Hacker News new | more | comments | ask | show | jobs | submit login
Biotech firm Grail conducting large study for early breast cancer detection (sfchronicle.com)
30 points by akakievich 44 days ago | hide | past | web | favorite | 12 comments



Liquid biopsy is an exciting field but to call the current results “promising” seems like a stretch to me. The entire point of doing screening is catching early stage cancers. For these cancers, liquid biopsies miss far more than imaging in every study I’ve seen (even early non peer reviewed results). For this reason there is as of yet no evidence that drawing a blood sample can be a first step before imaging for the high risk populations where screening is done today. You still need to do imaging for those.

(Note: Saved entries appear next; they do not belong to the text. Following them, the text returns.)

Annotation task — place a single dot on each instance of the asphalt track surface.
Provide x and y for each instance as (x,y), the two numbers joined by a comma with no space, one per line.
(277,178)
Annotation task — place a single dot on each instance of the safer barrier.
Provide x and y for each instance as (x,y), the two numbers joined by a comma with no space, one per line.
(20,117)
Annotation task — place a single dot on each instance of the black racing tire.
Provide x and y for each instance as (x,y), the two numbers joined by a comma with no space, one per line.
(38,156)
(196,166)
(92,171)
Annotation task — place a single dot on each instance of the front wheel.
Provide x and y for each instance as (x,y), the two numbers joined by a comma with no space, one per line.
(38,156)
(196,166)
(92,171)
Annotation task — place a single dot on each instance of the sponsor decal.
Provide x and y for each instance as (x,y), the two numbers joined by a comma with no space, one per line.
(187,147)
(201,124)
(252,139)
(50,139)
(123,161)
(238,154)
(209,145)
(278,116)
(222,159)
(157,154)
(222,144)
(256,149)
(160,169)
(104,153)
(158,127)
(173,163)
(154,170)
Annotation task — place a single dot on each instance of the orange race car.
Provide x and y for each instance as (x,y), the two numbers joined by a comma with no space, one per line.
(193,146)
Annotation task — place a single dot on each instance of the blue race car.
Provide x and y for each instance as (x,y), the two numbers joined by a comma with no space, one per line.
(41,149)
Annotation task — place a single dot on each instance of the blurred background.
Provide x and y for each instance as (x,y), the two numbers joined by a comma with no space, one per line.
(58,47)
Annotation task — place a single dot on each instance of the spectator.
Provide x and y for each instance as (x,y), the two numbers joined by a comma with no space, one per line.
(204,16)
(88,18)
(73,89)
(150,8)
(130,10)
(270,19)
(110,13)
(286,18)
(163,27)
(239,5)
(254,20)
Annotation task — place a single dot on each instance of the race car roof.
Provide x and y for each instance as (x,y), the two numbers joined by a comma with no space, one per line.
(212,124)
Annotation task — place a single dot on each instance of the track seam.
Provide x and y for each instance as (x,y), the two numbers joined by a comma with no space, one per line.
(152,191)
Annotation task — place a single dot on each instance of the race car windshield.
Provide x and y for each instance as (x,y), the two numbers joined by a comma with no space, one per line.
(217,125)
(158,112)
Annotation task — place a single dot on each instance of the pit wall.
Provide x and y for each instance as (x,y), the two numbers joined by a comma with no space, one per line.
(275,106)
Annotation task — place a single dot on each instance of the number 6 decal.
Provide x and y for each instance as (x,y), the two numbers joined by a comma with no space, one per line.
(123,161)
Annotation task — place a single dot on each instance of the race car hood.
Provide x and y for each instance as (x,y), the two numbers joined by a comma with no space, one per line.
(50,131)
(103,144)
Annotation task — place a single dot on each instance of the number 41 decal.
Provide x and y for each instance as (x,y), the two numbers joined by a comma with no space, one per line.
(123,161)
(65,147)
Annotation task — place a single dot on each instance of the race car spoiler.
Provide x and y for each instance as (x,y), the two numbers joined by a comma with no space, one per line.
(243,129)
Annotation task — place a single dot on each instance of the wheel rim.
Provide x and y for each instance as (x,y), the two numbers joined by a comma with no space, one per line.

However, it seems like an interesting avenue for increasing the size of the screening population but then false positives become a serious problem within a low risk population.


This is definitely a get all of the data and see what sticks type of analysis. There should be some early evidence from a smaller sample set using cluster analysis that is suggestive that mutations can be classified and are predictive. Tons of issues to resolve. I would think that some biostatisticians should be able estimate the false positive rate from a theoretical basis.


My point is that there have already been a lot of results showing liquid biopsy misses a lot of the cancers in high risk populations. At this point theoretical estimates seem inferior as evidence than what we know so far from actually measuring.

At some point in the future we may understand more about what markers to look for in the blood and this may change but as of yet there are no "promising" results. Maybe I'm nitpicking but the concept of liquid biopsy is exciting and I hope it's something that humanity figures out how to do!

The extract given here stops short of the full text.